Sinners are deemed beautiful when they are defined by Christ, not by the law. Just as they are simul iustus et peccator, they are also simul pulchra et turpia, at once beautiful and ugly.

Creational Beauty

Beauty is not only understood by Luther in terms of redemption. His doctrine of creation, notably the creation of humans and their “original righteousness” (iustitiae originalis), refers extensively to the language of beauty. Clarity, proportion, and completeness can be criteria of beauty coram mundo in Luther’s view. Human fitness to care for creation, as it originally comes from God’s hand, evinces these marks of beauty. Thus we can distinguish a beauty of the law, or a creation beauty, from the beauty of the Gospel, or a redemption beauty. The latter is not apparent to the senses or to human reason. Rather, it can be claimed only by virtue of God’s imputation of Christ’s righteousness to sinners. Creation beauty has a place for the three criteria of beauty in the Middle Ages, in Luther’s view, but even then they risk saying too little coram mundo. In this sense, Luther’s view is rather like that of Albertus Magnus (c. 1193–1280), who saw beauty as “resplendence of form.” For Albert,

Just as corporeal beauty requires a due proportion of its members and splendid colours … so it is the nature of universal beauty to demand that there be mutual proportions among all things and their elements and principles, and that they should be resplendent with the clarity of form.47

Luther’s view of humanity and its beauty before the fall sounds like hyperbole.
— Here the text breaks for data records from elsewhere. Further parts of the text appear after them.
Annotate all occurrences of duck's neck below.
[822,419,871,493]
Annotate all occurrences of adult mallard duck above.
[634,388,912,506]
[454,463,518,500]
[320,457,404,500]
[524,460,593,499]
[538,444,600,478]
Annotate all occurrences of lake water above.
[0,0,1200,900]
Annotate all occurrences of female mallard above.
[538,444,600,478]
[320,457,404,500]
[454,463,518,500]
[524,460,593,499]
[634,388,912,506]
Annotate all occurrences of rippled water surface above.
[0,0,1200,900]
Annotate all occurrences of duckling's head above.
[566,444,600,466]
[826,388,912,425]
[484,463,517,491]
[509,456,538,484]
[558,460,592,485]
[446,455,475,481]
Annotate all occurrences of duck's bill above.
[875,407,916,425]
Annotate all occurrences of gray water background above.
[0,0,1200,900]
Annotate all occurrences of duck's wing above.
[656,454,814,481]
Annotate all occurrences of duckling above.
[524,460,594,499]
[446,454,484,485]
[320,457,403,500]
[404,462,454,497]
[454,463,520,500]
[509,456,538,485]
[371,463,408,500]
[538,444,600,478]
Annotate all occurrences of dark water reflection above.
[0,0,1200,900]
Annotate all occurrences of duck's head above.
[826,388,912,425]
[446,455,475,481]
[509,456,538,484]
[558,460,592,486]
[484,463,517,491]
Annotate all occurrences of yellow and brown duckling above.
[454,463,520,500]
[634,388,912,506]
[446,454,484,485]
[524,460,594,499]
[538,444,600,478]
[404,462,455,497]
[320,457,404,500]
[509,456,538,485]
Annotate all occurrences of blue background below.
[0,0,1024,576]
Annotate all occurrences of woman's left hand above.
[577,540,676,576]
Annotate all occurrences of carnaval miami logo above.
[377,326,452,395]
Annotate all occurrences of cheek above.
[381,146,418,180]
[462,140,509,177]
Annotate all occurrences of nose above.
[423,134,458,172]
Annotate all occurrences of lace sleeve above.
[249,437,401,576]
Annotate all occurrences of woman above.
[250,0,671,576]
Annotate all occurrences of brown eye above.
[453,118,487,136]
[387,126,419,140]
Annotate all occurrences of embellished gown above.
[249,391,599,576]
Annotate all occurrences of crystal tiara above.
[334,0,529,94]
Adam’s prelapsarian mental and physical traits, understood in the Augustinian trio of will, intellect, and memory, are described like this by Luther:

Both his inner and his outer sensations were all of the purest kind. His intellect was the clearest, his memory was the best, and his will was the most straightforward—all in the most beautiful tranquility of mind (pulcherrima securitate), without any fear of death and without any anxiety. To these inner qualities came also those most beautiful and superb (pulcherrima et excellentissima) qualities of body and of all the limbs, qualities in which he surpassed all the remaining living creatures.48

Luther touted Adam’s physical and mental prowess as a way of justifying Adam’s lordship over all other creatures in Eden. Similarly, Luther sharpened the distinction between humanity in its integrity and humanity after the Fall. Central to this contrast is the security of mind the pre-Fall Adam possessed and the fear of death Adam has post-Fall. The prelapsarian Adam lives wholly in fear, love, and trust. He therefore is related rightly to God and fears nothing, including death. “Before sin Adam had the clearest eyes, the most delicate and delightful odor, and a body very well suited and obedient for procreation. But how our limbs today lack that vigor!”49 Even worse, Luther notes how fallen humanity has lost

a most beautifully enlightened reason (pulcherrime illuminatam rationem) and a will in agreement with the Word and will of God. We have also lost the glory of our bodies, so that now it is a matter of the utmost disgrace to be seen naked, whereas at that time it was something most beautiful and the unique prerogative (pulcherrimum et singularis praerogativa) of the human race over all the other animals. The most serious loss consists in this, that not only were those benefits lost, but man’s will turned away from God.50

The pervasiveness of the perversion of sin, for Luther, means that we cannot comprehend the imago dei. Its meaning had been claimed to be clear, however, by Augustine and many medieval scholastic theologians. For them, the image of God comprised (a) memory, which ought to blossom in hope in God; (b) the intellect, which ought to lead to faith in God; and (c) the will, which ought to lead to love of God. The proper exercise of faith, hope, and love by humans, then, would perfect God’s image. 51 In contrast, Luther holds that because of sin, memory, intellect, and will are, at present, “utterly leprous and unclean.”52 Luther’s language here is designed not only to criticize human disobedience but also to highlight how lofty indeed was the power and beauty of the original righteousness of human beings. Luther thought that Adam’s body was perfectly commensurate for his needs and for caring for Eden, “a garden of delight and joy” (deliciarum et voluptatis).53 His sight, Luther held, was better than that of eagles and lynxes, and he was stronger than lions and bears. Had there been no sin, all species of animals would have eaten from a “common table” subsisting on rye, wheat, and other plants. Predation and subsequent carnivory was a result of the Fall.54

Proportion is likewise affirmed, coram mundo, at least, in Luther’s Lectures on Genesis. Luther concurs with Peter Lombard that humankind was “created for a better life in the future than this physical life would have been, even if our nature had remained unimpaired.” Time and again Luther insists that “at a predetermined time, after the number of saints had become full, these physical activities would have come to an end; and Adam, together with his descendant, would have been translated to the eternal and spiritual life.”55 The reformer is drawing here on the Pythagorean tradition (including St. Augustine, who stood in their line) which placed a high premium on mathematics as the key to unlock meaning in the whole cosmos. Luther writes,

With the support of the mathematical disciplines—which no one can deny were divinely revealed—the human being, in his mind, soars high above the earth; and leaving behind those things that are on the earth, he concerns himself with heavenly things and explores them … Therefore man is a creature created to inhabit the celestial regions (terra coelestia) and to live an eternal life when, after a while, he has left the earth.56

Luther finds the capacity of humans for mathematics (including music, because it contains harmony and rhythm) signifies a human destiny that is more than physical and is, in fact, a spiritual destiny.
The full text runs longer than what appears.